Presentation Information

[22p-13M-1]Efficient Metal Free Deep–Blue Multi–Resonance Thermally Activated Delayed Fluorescence Emitter for High–Performance Organic Light–Emitting Diodes

〇(D)Rangani Wathsala Weerasinghe1, Subeesh M. Suresh2, David Hall2, Chin-Yiu Chan3, Youichi Tsuchiya1, Chihaya Adachi1 (1.Dept. Appl. Chem., Kyushu Univ., 744 Motooka, Nishi, Fukuoka 819-0395, Japan, 2.EaStCHEM School of Chem., Univ. of St Andrews, St Andrews, KY16 9ST, UK, 3.Dept. Materials Science and Engineering, City Univ. of Hong Kong, Hong Kong)

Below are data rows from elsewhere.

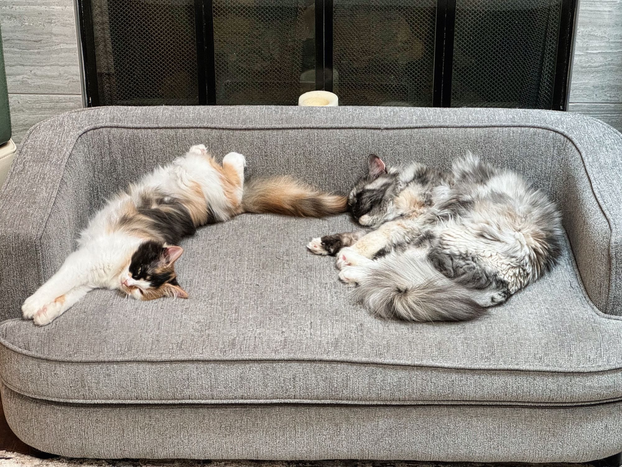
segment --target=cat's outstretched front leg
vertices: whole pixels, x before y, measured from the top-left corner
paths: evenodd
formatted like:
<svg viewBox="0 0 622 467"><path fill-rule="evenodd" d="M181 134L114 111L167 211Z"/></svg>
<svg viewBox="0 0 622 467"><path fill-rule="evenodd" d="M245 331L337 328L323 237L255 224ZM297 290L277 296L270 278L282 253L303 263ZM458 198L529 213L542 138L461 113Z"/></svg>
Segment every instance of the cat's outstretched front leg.
<svg viewBox="0 0 622 467"><path fill-rule="evenodd" d="M24 302L24 318L44 326L84 296L92 288L87 286L90 263L81 250L67 257L58 271Z"/></svg>
<svg viewBox="0 0 622 467"><path fill-rule="evenodd" d="M49 324L92 290L93 287L88 285L74 287L37 311L32 317L32 321L37 326Z"/></svg>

Organic Light Emitting Diode (OLED),Multiple Resonance Thermally Activated Delayed Fluorescence (MR-TADF),BT-2020 Standard

To achieve high-quality Ultra High-Definition (UHD) display the color gamut on the CIE coordinate in OLEDs should be expanded aiming the BT.2020 color standards is required. However, broadband-emitting conventional thermally activated delayed fluorescence (TADF) emitters satisfying CIEy= 0.046 are seldom reported. Narrowband emitting Multiple resonance (MR) TADF emitters are promising candidates for saturated colors but often have low reverse intersystem crossing rates (kRISC), impacting device performance. Furthermore, achieving the BT.2020 color standard for blue pixels with a high external quantum efficiency (EQE) and narrowband emission still remains a challenge, even for MR-TADF emitters. This study focuses on developing and application of a helical MR-TADF emitter, f-DOABNA, to address challenges in achieving BT.2020 standards for blue pixels, while addressing the low kRISC issue exhibited in MR-TADF emitters. f-DOABNA exhibited deep blue emission, a high photoluminescent quantum yield, and an exceptional kRISC. The OLED utilizing f-DOABNA achieves a high external quantum efficiency and meets BT.2020 standards, indicating its potential application in UHD displays.